At the time, USIS said the allegations did not reflect its core values.
“The alleged conduct referenced in the civil complaint is contrary to our values and commitment to exceptional service,” the company said. “These allegations relate to a small group of individuals over a specific time period and are inconsistent with the strong service record we have earned since our inception in 1996.”
USIS’s parent company, now known as Corporate Risk Holdings, did not respond to a Washington Post request for comment.
The Justice Department’s involvement gave Percival’s case a significant boost, and his attorneys seemed confident. As a whistleblower in a False Claims Act lawsuit, he would be eligible for a significant portion of the money recovered by the government. Given the lucrative contracts USIS held, that could be millions. But nothing was guaranteed, and Percival’s life had taken a significant turn since he was fired.
Not knowing where else to go, he, Melanie and their youngest daughter moved into his mother’s house in Montgomery. Their daughter took the guest bedroom. He and Melanie bunked up in the living room, tacking a sheet to the entryway for privacy.
Percival applied for unemployment, $400 every two weeks. He knew that he had stood up for what was right. But lying in bed one night next to his wife, he felt more shame than pride.
“I bet you never thought you’d end up 45 years old living in my mother’s living room,” he said to her.
Waiting, waiting, but not giving up
This past spring, Percival received a troubling call from one of his attorneys, who told him USIS had filed for bankruptcy, meaning it could make it more difficult to collect a reward, though the attorney said they would argue that the case should keep going.
In other words, the past several years may all have been for naught.
He wondered whether he should have kept his mouth shut. If he had signed a release saying that he wouldn’t sue, USIS would have given him severance and he could have moved on, he said.

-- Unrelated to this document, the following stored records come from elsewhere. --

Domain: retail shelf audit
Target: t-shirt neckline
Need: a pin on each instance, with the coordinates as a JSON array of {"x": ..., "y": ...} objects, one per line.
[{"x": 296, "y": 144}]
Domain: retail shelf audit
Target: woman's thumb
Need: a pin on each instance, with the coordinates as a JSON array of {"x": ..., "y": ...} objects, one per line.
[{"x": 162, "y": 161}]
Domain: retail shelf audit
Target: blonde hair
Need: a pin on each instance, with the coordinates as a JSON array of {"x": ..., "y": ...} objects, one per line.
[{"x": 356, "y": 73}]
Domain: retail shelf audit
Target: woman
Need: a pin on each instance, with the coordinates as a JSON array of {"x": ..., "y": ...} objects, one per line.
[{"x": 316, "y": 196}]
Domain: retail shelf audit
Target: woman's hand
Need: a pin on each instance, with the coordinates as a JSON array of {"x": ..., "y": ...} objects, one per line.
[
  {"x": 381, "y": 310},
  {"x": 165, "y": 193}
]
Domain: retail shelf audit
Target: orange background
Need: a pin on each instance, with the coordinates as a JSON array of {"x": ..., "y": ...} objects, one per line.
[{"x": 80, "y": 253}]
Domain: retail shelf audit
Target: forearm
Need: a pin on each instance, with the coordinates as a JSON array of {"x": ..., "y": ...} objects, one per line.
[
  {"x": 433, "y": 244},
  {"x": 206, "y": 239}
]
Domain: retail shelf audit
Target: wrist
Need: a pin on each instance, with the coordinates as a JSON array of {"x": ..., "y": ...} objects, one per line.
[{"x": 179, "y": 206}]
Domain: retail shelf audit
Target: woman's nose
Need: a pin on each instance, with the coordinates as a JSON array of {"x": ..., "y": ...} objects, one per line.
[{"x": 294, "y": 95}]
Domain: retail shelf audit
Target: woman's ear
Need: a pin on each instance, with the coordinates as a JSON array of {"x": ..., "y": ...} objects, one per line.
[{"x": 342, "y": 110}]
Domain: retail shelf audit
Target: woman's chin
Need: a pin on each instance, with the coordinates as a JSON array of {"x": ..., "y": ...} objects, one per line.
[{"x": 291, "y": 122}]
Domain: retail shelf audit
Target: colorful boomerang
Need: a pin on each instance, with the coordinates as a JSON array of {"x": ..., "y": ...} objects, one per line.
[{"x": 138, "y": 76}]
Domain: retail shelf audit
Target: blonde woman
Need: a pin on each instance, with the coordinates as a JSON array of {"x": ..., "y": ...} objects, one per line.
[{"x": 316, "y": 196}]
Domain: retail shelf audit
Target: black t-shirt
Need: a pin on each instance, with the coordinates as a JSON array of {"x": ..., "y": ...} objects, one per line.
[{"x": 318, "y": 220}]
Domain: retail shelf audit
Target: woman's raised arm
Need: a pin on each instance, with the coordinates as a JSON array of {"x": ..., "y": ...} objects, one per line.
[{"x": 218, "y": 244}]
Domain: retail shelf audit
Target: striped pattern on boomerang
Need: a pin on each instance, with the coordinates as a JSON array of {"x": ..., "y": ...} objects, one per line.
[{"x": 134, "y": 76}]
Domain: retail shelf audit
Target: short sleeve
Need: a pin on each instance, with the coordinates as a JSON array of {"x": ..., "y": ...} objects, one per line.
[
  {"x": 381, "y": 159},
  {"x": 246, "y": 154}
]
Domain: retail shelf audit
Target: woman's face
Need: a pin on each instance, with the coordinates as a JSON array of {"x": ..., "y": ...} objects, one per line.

Instead, he was holding together a series of low-paying jobs, including stocking shelves, and working as a city court magistrate and a contract investigator for one of USIS’s competitors, making about a third of what he took in at USIS.
Then in June, the Justice Department announced that it would not give up on the case. In court filings, it argued that the bankruptcy plan of USIS’s parent company, Altegrity, should not preclude Percival from collecting damages.
In August, the department and Altegrity reached a settlement when Altegrity agreed to forgo $30 million in payments the government owed it. It then took months to negotiate the percentage of Percival’s reward.
Even when a figure was reached, the money was slow to arrive. Last week, Percival was told it would be wired Tuesday, which slipped to Wednesday. Then Thursday, the money still wasn’t there. But Melanie wanted to go Christmas shopping for their 2-year-old granddaughter. They bought her a glowworm and a kickball, though Percival, sure that the money would come through soon, had urged her to wait: “On Monday, your budget changes.”
Finally, on Friday, the government wired $6,015,783.70 to Percival’s attorneys, according to the settlement document. After the attorneys’ cut, Percival’s share before taxes would be $3.3 million, he said.
Now Percival plans to do three things.
First, quit his job.
Second, throw out the rest of the expired meat that had been stored in the freezer.
Third, buy an RV and hit the road with his wife and daughter.
They’d like to find a new place to live. Somewhere quiet, near water. Somewhere safe and remote, where they could start over. Like an island.